Ignatius of Loyola, founder of the Jesuit order of Roman Catholic missionaries and educators, dies in Rome. The Society of Jesus, as the Jesuit order is formally known, played an important role in the Counter-Reformation and eventually succeeded in converting millions around the world to Catholicism.
Ignatius, the son of a noble and wealthy Spanish family called the Loyolas, was born in his family’s ancestral castle in 1491. Little interested in church matters, he trained as a knight and in 1517 went in the service of a relative, Antonio Manrique de Lara, the duke of Najera and viceroy of Navarre. In May 1521, during the siege of Pamplona by the French, his legs were shattered by a cannonball.
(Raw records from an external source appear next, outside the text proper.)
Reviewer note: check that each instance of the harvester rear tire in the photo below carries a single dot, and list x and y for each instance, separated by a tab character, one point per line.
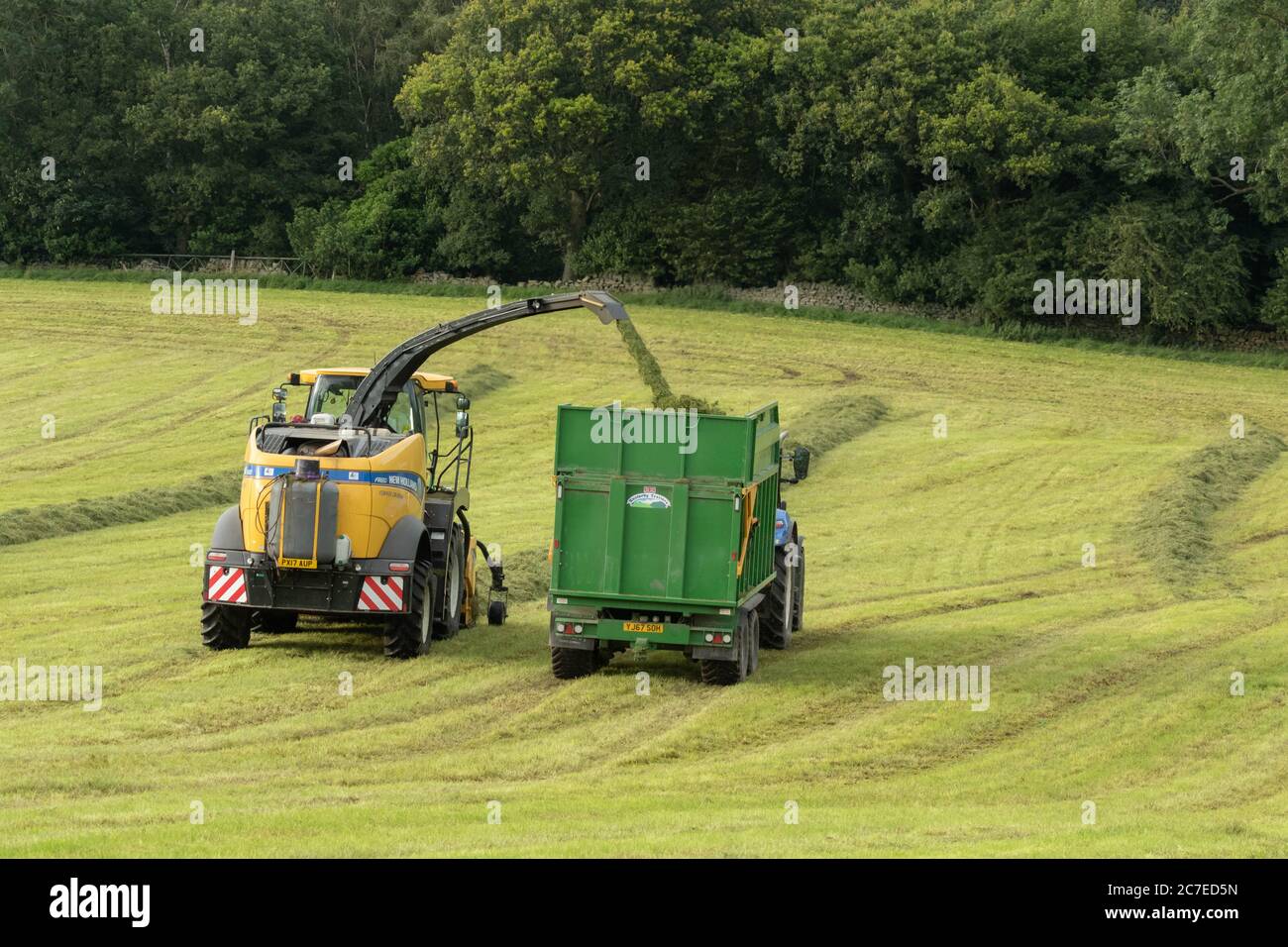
226	626
574	663
411	634
454	577
777	612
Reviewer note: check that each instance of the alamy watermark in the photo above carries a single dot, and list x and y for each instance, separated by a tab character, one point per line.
178	296
913	682
631	425
75	684
1087	298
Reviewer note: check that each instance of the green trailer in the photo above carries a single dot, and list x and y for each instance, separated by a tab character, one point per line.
666	545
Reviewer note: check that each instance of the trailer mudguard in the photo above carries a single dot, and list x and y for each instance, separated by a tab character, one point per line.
404	540
228	531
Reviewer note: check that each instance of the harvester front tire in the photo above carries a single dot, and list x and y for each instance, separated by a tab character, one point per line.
574	663
778	608
411	634
224	626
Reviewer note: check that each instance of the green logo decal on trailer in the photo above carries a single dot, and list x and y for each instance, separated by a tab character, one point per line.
649	497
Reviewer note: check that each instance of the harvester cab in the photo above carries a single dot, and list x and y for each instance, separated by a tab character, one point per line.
357	506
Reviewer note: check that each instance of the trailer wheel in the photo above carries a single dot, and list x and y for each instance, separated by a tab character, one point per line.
799	599
224	626
454	590
567	664
411	634
273	622
747	647
778	609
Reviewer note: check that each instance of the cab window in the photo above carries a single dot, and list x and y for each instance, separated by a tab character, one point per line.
403	418
331	395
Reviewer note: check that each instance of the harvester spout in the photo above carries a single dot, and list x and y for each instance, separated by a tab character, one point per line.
377	390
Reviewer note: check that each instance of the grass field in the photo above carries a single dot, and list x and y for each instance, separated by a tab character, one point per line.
1111	684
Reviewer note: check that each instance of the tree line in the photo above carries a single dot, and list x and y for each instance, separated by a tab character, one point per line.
921	151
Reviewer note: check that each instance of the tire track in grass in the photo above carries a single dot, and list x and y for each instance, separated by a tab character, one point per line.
1173	528
31	523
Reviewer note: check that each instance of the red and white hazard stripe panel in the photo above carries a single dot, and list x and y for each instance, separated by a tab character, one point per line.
381	594
227	583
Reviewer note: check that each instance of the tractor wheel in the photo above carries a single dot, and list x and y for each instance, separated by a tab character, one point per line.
454	591
574	663
274	622
778	608
226	626
799	598
747	650
408	634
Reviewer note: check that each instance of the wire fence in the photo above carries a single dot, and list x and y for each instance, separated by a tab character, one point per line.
210	263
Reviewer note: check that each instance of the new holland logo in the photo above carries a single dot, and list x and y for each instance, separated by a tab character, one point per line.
649	497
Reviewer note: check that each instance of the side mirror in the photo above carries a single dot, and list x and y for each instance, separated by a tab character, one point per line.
800	463
278	406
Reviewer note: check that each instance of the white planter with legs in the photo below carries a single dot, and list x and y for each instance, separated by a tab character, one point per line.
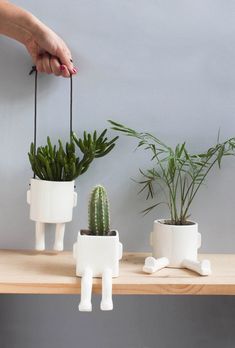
51	202
175	246
176	242
97	256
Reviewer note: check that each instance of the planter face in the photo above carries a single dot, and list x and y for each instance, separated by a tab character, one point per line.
97	253
175	242
51	201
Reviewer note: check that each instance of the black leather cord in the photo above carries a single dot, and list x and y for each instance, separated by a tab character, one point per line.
34	70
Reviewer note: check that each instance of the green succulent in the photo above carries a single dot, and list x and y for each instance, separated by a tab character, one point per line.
62	163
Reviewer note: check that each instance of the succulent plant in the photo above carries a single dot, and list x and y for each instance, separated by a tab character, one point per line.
98	212
62	164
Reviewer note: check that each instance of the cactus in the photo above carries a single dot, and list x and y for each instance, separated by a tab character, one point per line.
98	211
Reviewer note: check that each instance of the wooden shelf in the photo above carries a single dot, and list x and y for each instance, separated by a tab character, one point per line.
31	272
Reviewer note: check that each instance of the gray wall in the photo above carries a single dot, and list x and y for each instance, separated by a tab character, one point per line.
165	66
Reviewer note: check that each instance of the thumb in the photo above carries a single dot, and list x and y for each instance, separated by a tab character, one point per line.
64	56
Seriously wounded, he was transported to his family’s castle, where he was forced to lie in convalescence for many weeks. During this time, he was given the Bible and a book on the saints to read. He came to see the service of God as a kind of holy chivalry and resolved to live an austere life in imitation of the saints.
In February 1522 he made a pilgrimage to Montserrat, where a wooden statue of the Virgin Mary and Child, supposedly carved by St. Luke, resides. Ignatius hung his sword and dagger near the statue as symbols of his conversion to a holy life. For the next year, he lived as a beggar and prayed for seven hours a day, often in a cave near Manresa in northeastern Spain. During this time, he composed an early draft of The Spiritual Exercises, his manual for spiritual meditation and conversion. In 1523, he made a pilgrimage to Jerusalem.
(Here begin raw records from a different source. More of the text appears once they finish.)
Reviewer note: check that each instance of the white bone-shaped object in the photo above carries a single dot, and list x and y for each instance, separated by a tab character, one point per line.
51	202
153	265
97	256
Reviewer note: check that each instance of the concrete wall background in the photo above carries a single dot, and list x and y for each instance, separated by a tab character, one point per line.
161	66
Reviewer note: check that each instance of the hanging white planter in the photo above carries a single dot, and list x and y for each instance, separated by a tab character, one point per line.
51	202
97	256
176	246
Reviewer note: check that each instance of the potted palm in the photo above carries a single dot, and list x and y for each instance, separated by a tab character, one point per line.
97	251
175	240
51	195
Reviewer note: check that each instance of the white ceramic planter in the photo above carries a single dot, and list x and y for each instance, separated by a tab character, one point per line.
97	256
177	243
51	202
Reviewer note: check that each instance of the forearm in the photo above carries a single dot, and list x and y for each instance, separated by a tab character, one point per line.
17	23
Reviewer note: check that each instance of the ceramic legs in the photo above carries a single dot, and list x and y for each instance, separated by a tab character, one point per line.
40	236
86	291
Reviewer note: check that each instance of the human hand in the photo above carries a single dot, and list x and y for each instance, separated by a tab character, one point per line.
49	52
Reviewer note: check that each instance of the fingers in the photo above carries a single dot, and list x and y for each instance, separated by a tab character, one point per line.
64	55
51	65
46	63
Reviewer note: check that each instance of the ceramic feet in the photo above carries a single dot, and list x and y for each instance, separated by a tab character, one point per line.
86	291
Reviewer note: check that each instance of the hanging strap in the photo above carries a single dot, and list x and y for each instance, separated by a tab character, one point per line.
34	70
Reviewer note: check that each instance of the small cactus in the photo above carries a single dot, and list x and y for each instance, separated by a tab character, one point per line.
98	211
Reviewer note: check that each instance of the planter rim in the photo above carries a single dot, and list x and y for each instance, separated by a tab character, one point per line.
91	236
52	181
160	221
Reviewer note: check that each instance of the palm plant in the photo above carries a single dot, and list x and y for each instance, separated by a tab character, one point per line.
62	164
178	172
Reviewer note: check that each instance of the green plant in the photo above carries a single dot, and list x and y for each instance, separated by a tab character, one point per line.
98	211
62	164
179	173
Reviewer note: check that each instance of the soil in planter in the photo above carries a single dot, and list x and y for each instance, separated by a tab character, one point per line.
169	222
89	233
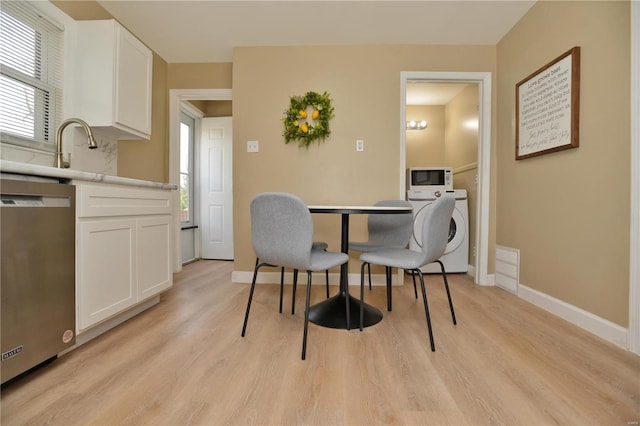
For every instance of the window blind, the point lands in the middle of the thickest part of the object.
(31, 67)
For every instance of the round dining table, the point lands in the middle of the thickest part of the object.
(343, 310)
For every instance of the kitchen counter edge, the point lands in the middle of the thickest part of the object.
(69, 174)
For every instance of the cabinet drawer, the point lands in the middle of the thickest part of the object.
(97, 200)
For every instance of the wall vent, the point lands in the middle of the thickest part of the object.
(508, 268)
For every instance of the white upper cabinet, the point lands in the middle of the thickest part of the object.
(111, 87)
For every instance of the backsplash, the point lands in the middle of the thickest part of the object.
(103, 160)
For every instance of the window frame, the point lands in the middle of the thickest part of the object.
(45, 124)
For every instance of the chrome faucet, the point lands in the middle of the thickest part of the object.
(59, 161)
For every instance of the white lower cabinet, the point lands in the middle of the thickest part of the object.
(107, 269)
(123, 249)
(154, 256)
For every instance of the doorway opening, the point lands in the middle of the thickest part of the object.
(483, 81)
(176, 99)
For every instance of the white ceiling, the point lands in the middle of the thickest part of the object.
(207, 31)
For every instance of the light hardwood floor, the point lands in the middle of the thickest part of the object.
(184, 362)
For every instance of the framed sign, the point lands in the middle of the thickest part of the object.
(548, 107)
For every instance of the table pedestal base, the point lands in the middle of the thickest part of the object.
(332, 313)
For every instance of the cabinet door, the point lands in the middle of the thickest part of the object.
(154, 256)
(106, 269)
(133, 83)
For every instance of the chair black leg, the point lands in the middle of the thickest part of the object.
(253, 286)
(362, 294)
(306, 317)
(446, 286)
(426, 309)
(293, 295)
(347, 307)
(388, 274)
(281, 286)
(415, 289)
(326, 276)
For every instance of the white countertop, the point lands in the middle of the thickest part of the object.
(45, 171)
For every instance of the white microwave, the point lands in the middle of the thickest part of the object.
(419, 178)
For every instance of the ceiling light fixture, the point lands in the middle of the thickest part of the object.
(416, 125)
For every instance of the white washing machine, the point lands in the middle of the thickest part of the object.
(456, 255)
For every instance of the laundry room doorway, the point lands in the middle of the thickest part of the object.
(481, 179)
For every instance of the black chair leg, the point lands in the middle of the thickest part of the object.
(426, 309)
(362, 294)
(293, 295)
(347, 307)
(388, 274)
(326, 276)
(253, 286)
(415, 289)
(306, 317)
(281, 286)
(446, 286)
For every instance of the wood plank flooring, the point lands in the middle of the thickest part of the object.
(183, 362)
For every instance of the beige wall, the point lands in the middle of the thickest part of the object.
(426, 148)
(568, 212)
(462, 141)
(364, 83)
(462, 152)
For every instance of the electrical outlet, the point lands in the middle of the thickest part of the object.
(253, 146)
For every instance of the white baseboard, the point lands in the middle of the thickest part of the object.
(103, 327)
(601, 327)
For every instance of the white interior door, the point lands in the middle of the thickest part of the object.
(216, 188)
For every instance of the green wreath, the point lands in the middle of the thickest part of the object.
(307, 118)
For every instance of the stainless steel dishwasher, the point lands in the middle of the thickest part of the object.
(37, 218)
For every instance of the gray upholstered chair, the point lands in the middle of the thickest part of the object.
(386, 230)
(281, 233)
(435, 234)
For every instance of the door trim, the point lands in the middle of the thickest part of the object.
(176, 96)
(483, 79)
After his return to Spain in 1524, Ignatius resolved to gain an extensive education to prepare himself for his spiritual mission. He studied in Barcelona and at the University of Alcala, where he began to acquire followers. Suspected of heresy, he was tried in Alcala, and later in Salamanca but both times was acquitted. He was forbidden to teach until he reached the priesthood, and he went to the University of Paris to continue his studies.
In August 1534, the Jesuit movement was born when Ignatius led six of his followers to Montmartre near Paris, where the group took vows of poverty and chastity and made plans to work for the conversion of Muslims. If travel to the Holy Land was not possible, they vowed to offer themselves to the pope for apostolic work. In 1537, Ignatius and most of his companions were ordained. Unable to travel to Jerusalem because of the Turkish wars, they went to Rome instead to meet with the pope and request permission to form a new religious order. In September 1540, Pope Paul III approved Ignatius’ outline of the Society of Jesus, as the Jesuit order is formally known.
Under Ignatius’ charismatic leadership, the Society of Jesus grew quickly. Jesuit missionaries played a leading role in the Counter-Reformation and won back many of the European faithful who had been lost to Protestantism. In Ignatius’ lifetime, Jesuits were also dispatched to India, Brazil, the Congo region, and Ethiopia. Education was of utmost importance to the Jesuits, and in Rome Ignatius founded the Roman College (later called the Gregorian University) and the Germanicum, a school for German priests. The Jesuits also ran several charitable organizations, such as one for former prostitutes and one for converted Jews. When Ignatius de Loyola died on July 31, 1556, there were more than 1,000 Jesuit priests.
During the next century, the Jesuits set up ministries around the globe. The “Black-Robes,” as they were known in Native America, often preceded European countries in their infiltration of foreign lands and societies. The life of a Jesuit was one of immense risk, and thousands of priests were persecuted or killed by foreign authorities hostile to their mission of conversion. However, in some nations, such as India and China, the Jesuits were revered as men of wisdom and science.
With the rise of nationalism in the 18th century, most European countries suppressed the Jesuits, and in 1773 Pope Clement XIV dissolved the order under pressure from the Bourbon monarchs. However, in 1814, Pope Pius VII gave in to popular demand and reestablished the Jesuits as an order, and they continue their missionary work to this day. Ignatius de Loyola was canonized as a Catholic saint in 1622. His feast day is July 31.